Celebrating February: The month of every-kind-of-weather…and holiday!
Some of the best days of the year to be on the Oregon coast are during the month of February—and some of the worst. Historically, the weekend of Lincoln’s birthday has been snowy and the weekend of Washington’s birthday has been wonderfully warm and sunny—the first (and last!) real sunshine for months in the Pacific Northwest. Who knows what “global climate change” will bring us this year?

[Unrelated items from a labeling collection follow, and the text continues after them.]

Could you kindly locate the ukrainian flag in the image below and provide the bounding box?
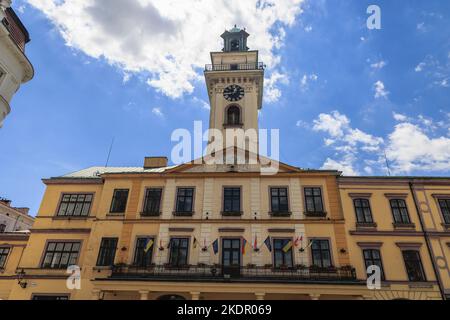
[283,240,292,253]
[144,239,155,253]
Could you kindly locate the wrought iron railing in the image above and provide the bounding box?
[111,265,357,282]
[205,62,265,71]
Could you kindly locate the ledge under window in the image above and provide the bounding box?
[356,222,378,229]
[392,222,416,229]
[222,211,244,217]
[269,211,292,218]
[304,211,327,218]
[173,211,194,217]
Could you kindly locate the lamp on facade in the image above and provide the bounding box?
[17,269,28,289]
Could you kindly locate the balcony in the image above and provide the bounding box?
[109,264,359,283]
[205,62,265,72]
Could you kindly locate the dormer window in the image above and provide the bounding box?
[227,106,241,126]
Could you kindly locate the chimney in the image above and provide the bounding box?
[144,157,168,169]
[14,208,30,215]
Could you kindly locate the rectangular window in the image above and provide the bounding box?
[311,240,332,268]
[176,188,194,213]
[133,237,155,267]
[389,199,411,224]
[0,248,9,269]
[353,199,373,223]
[223,188,241,213]
[169,238,189,267]
[304,188,324,213]
[97,238,118,267]
[142,188,162,216]
[402,250,426,282]
[270,188,289,213]
[109,189,128,213]
[439,199,450,224]
[273,239,294,268]
[41,241,81,269]
[58,193,93,217]
[363,249,385,281]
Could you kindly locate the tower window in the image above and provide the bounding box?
[227,106,241,126]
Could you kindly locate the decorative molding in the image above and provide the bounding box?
[267,228,295,233]
[169,228,195,232]
[348,193,372,198]
[395,242,423,250]
[356,242,383,249]
[219,228,245,233]
[30,228,91,234]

February is also a weird mixture of holidays: February 2nd is a major Celtic celebration, then, the next day (this year) is the Lunar New Year, which is celebrated all over Asia and in Asian-American communities, then 10 days later we honor the man who freed the African slaves and kept the Union together, then just 2 days later, we celebrate “national hearts and flowers day” and the Italian bishop who taught us all to tell people we love them. Finally, barely over a week later, we take a day off in honor of the man whose personal integrity kept us a republic, rather than a democratic monarchy. Whew! Fortunately, this year we don’t have to add in Mardi Gras and Ash Wednesday—and that’s all in the shortest month of the year!
Imbolc is the name of that Celtic celebration… It runs from sundown Feb 1 – Feb 2. Imbolc means “in milk” and celebrates the mid-point of winter, when the earth is covered in milky-white snow and the lambs and cows begin to have babies and give forth milk. For the people of northern Europe, that meant that, after weeks of living off stored foods, there was finally some fresh milk and cheese. It’s also the time, in Celtic countries, when contracts are made or ended and “temporary” marriages may be ended or begun. (Yes, the short-term “live-in” relationship is really quite old!). The greens brought in to the house for Solstice are replaced and refreshed, often with hardy herbs. Gifts made for the community during the long dark nights are brought forth to share. White clothing is worn to symbolize both the milk and the purity of the maiden-phase of the Goddess, called the Virgin, for this is her celebration, too.
When the Roman Empire became Christian, the Roman bishops sent teachers and healers into the northern European states to bring those people into the new universal church (which is what the word “catholic” means). They were told by St. Augustine not to force the people into the new faith, nor to tear down the people’s old faith, but to adapt what the people believed and adopt their practices into the new, Christian faith.
So it was that the virgin phase of the “triple goddess” of the Celtic tradition was replaced by the Virgin Mary, Mother of God. The white for purity remained. Candles replaced the small fires, and a new story of how Mary carried a candle for her purification at the temple following Jesus’ birth was woven into the tradition. A woman who became a great teacher in the Celtic lands, whose name was that of the goddess, Brigit, was canonized, and the day was declared her saint day. Churches with sacred altars were built near, or even on top of, the ancient sacred sites, and so the traditional processions continued, only now to celebrate Communion with the Christ.
The Roman church figured out that if Mary had a baby at the end of December she’d have to go to the temple to be “purified” 40 days later, at the beginning of February. So, in their usual fashion, they adopted and adapted the ancient Imbolc festival and honored the Virgin Mother of Christ instead of the virgin goddess. Later, they added a new character to the Christmas story, a midwife named Brigit who also held the candle for her in her purification (sadly, there is no record of such a name in use there then).
In Celtic countries Imbolc honored the feminine aspect of the divine as she emerged in all her purity out of the apparent “death” of winter. In Ireland, the goddess’ name was Brigid, which is not pronounced at all like it’s spelled. In Celtic, gi is more like “yee,” so it sounds to us like they’re saying “Briyeed” or, in modern English “Bride.” (Hence the white dresses and emphasis on virginity at weddings—the woman being married is the
“Brigid” for the day!)
The Roman church, attempting to bring the Irish into the Roman fold, chose to name the day St. Brigid’s (or Brigit’s or Bride’s) Day. A wonderful “life of the saint” was put together from legends of the goddess and powerful healers named after her. The one point of those stories which seems to be based in fact is that, following St. Patrick’s conversion of the Irish, a woman named Brigit founded a convent in Clara, County Offaly. Then, around 470, she founded Kildare Abbey, a double monastery, for nuns and monks, on the plains of Cill-Dara, “the church of the oak”, her cell being made under a large oak tree (which would have been sacred to the Druids at the time, so she may not have been all that Christian, after all!). In any case, as Abbess of this monastery she wielded considerable power across the land, and some stories suggest she even functioned as a bishop.
Today, people honor her in many ways, the most famous if which is taking their palm leaf from last year’s Palm Sunday and tying it into a Celtic cross shape—as a sign of peace for the coming year.
May the gentle peace of the Bride fill all our hearts all year!